Among fall-sown grain crops, oats are much less winter hardy than
wheat, barley and rye. Sustained temperatures at or below 20 degrees Fahrenheit
usually result in yield losses.
The scientists screened lines produced from the cross of two historic
U.S. winter oats: Wintok, released in 1940, and Norline, released in 1960.
Starting with 10,000 plants from the two varieties, the researchers
used progressively lower temperatures to screen for the toughest lines. Two of
the new lines, WN1 and WN10, were more winter-hardy than either of the two
hardy cultivars from which they were crossed. Despite their superior freezing
tolerance, neither germplasm was late-flowering, a trait commonly linked to
freeze tolerance.
The scientists suspect that each of the parent cultivars possessed
different alleles for freezing tolerance, and that those alleles were combined
into a single genotype.
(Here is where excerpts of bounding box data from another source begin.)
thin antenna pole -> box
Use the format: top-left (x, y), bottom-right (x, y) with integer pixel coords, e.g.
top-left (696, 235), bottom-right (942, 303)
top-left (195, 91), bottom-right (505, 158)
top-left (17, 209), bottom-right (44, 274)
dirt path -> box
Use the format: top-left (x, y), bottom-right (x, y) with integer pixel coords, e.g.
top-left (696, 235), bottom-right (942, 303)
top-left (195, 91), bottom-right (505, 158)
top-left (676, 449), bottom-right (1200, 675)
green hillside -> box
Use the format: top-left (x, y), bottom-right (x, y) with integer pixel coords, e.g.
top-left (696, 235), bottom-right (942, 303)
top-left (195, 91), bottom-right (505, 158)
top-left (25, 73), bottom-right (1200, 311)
Alleles are natural variations of a particular gene
among members of the same species.
These germplasm lines have alleles that allow regenerative cells
within the plant crown to sufficiently resist ice and cold. The crown is the
area where a plant's root and stem meet, and it contains various compounds that
are critical to the plant's regrowth after winter.
Increased winter hardiness among oat varieties could allow farmers as
far north as Pennsylvania and Ohio to grow winter oats in the future. The
germplasm is being used by breeders to cross with high-yielding,
disease-resistant varieties.
ARS is the U.S. Department of
Agriculture's chief scientific research agency.